• Vaccine Name: Recombinant chimera vaccine BLSOmp31
• Target Pathogen: Brucella spp.
• Target Disease: Brucellosis
• Vaccine Ontology ID: VO_0000413
• Type: Subunit vaccine
• Antigen: The antigen used in this vaccine is a chimerical protein containing parts of Brucella Lumazine Synthase (BLS) and an outer membrane protein of 31 kDa (Omp31).
• Preparation: Recombinant BLS (rBLS), rOmp31 and rBLSOmp31 were expressed in E. coli and purified as previously described (Laplagne et al., 2004). Purity was assessed by Coomassie blue stain, and recombinant proteins were adsorbed with Sepharose-polymyxin B to eliminate LPS contamination. The peptide was further purified by HPLC using a C-18 reverse phase column and the molecular weight was confirmed by mass spectroscopy (Laplagne et al., 2004).
• Virulence: None.
• Description: The chimerical protein BLSOmp31 is synthesized using parts of Brucella Lumazine Synthase (BLS) and an outer membrane protein of 31 kDa (Omp31), which have given limited protection in mouse models (Cassataro et al., 2007).

Mouse Response

• Vaccination Protocol: Mice (eight/group) were anaesthetized with methoxyfuorane and immunized by the intraperitoneal route with 30
• Immune Response: Immunization with recombinant BLSOmp31 elicited a strong specific IgG response that was detectable after the first immunization, increased after the second boost and reached IgG mean titers of 78,400 or 26,000 (anti-rOmp31 and anti-Omp31(48–74) , respectively) at the time of bacterial challenge. Immunizatio with rBLSOmp31 elicited high levels of anti-Omp31 IgG1 as well as IgG2a antibodies (IgG1 mean titer: 17,600; IgG2a mean titer: 5300). IgG1 titers predominated over IgG2a titers during the whole immunization schedule for both recombinant antigens. The elicited anti-peptide antibodies recognized the recombinant Omp31 as well as the native membrane protein, as demonstrated by the reactivity of the sera against whole rough B. ovis bacteria. These antibodies also produced complement mediated B. ovis cells lysis (Cassataro et al., 2007).

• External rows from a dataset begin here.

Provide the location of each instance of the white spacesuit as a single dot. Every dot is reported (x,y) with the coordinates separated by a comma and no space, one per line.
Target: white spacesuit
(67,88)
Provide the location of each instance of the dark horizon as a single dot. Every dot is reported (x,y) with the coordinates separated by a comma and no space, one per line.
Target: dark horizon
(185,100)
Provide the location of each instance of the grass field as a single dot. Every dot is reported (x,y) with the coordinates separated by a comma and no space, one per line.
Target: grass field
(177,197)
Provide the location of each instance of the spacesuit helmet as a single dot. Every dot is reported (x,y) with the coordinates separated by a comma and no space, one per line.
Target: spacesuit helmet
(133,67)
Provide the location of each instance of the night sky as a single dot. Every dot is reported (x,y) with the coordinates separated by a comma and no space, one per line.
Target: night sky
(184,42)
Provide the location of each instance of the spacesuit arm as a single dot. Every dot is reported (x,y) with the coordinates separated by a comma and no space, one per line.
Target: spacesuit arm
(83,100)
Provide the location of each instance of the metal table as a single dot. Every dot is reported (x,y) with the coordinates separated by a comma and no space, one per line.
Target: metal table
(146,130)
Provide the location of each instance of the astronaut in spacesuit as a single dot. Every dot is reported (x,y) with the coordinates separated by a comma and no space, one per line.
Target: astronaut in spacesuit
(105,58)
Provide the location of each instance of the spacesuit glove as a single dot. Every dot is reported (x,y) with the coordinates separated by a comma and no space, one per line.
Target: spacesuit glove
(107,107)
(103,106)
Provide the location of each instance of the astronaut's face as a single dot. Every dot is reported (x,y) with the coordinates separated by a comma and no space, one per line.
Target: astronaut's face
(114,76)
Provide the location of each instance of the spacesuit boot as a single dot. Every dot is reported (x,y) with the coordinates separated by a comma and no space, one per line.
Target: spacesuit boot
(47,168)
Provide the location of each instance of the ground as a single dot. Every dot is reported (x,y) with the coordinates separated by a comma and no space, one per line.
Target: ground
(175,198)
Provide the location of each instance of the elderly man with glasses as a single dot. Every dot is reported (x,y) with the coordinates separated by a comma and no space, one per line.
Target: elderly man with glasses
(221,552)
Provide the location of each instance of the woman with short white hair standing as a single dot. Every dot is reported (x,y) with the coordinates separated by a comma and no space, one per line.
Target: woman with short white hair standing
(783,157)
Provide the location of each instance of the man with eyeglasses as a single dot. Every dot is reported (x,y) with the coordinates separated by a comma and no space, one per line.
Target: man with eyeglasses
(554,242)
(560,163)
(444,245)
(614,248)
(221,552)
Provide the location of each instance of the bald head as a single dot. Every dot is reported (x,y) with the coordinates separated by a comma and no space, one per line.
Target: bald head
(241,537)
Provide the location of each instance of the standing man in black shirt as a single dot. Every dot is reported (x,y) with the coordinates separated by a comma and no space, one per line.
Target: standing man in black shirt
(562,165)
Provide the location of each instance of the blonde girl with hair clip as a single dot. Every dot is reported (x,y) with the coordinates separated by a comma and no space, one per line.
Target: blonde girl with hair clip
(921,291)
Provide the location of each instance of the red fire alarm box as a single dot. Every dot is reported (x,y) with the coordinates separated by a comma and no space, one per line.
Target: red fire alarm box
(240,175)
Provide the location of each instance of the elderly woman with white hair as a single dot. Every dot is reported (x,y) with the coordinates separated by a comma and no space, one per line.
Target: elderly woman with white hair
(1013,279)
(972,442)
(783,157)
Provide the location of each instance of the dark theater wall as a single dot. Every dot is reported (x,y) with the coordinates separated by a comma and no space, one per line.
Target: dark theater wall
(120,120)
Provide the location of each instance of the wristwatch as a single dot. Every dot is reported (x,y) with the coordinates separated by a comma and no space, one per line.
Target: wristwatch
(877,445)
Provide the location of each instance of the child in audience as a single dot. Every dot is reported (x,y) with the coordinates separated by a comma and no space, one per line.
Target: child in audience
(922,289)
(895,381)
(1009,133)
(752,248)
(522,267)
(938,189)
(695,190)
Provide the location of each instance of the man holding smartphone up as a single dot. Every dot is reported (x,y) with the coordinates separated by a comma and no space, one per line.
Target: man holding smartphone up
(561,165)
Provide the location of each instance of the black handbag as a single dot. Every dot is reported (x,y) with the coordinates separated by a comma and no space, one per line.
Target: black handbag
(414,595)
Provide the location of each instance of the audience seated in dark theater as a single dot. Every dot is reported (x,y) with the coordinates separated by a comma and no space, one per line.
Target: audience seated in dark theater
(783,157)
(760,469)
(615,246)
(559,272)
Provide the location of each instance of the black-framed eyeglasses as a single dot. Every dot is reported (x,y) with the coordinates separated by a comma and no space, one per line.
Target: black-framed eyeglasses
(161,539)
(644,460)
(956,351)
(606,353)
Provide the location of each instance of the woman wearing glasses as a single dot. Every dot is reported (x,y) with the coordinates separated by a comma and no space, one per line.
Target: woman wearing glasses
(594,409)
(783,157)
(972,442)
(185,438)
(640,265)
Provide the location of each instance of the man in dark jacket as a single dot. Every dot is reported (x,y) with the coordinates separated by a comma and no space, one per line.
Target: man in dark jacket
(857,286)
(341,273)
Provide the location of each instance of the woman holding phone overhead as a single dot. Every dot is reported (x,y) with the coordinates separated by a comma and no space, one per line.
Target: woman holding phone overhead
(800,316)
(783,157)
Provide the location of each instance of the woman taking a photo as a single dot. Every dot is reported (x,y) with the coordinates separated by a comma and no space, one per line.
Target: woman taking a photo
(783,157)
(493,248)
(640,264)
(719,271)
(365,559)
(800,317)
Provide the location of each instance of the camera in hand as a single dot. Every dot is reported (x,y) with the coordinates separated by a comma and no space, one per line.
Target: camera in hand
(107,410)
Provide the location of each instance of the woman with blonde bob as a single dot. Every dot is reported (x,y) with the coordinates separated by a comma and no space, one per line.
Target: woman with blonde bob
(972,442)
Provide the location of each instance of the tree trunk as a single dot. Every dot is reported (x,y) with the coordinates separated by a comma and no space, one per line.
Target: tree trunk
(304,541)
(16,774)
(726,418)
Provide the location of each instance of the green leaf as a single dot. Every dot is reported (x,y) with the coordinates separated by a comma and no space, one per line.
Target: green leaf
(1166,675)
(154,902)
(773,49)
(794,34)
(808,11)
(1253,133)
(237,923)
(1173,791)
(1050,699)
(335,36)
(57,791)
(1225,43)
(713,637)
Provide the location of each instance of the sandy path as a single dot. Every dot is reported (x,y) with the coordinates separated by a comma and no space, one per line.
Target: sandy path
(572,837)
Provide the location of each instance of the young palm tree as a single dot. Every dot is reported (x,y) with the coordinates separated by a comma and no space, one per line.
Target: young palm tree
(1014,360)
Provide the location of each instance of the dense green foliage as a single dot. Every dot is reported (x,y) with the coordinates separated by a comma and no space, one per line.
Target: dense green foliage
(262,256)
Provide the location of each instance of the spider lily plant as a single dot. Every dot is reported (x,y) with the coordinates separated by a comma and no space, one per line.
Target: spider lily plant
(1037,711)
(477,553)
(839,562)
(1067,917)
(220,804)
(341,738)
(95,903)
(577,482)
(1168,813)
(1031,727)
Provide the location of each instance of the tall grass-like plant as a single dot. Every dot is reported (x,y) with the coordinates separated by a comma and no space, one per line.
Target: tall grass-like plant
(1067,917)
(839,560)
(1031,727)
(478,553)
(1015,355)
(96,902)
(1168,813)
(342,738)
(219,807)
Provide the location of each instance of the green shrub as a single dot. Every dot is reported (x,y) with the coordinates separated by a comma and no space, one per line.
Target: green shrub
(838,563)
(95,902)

• Challenge Protocol: Immunized mice were challenged, by intravenous injection, with 1×10^4 B. melitensis H38S or 1×10^4 B. ovis. Mice were killed by cervical dislocation 30 days after being challenged and their spleens were removed aseptically. Each spleen was homogenized in a stomacher bag, serially diluted, plated on supplemented TSA yeast extract (TSA-YE) and incubated (Cassataro et al., 2007).
• Efficacy: The chimera significantly increases the protection elicited against B. ovis with respect to either BLS or Omp31. In fact, rBLSOmp31 induced the highest protection level (2.45 log) against B. ovis, which was only comparable with that induced by the control vaccine (2.42 log), but significantly higher (P < 0.01) than the vaccination with rBLS plus Omp31(48–74) (1.08 log) (Cassataro et al., 2007).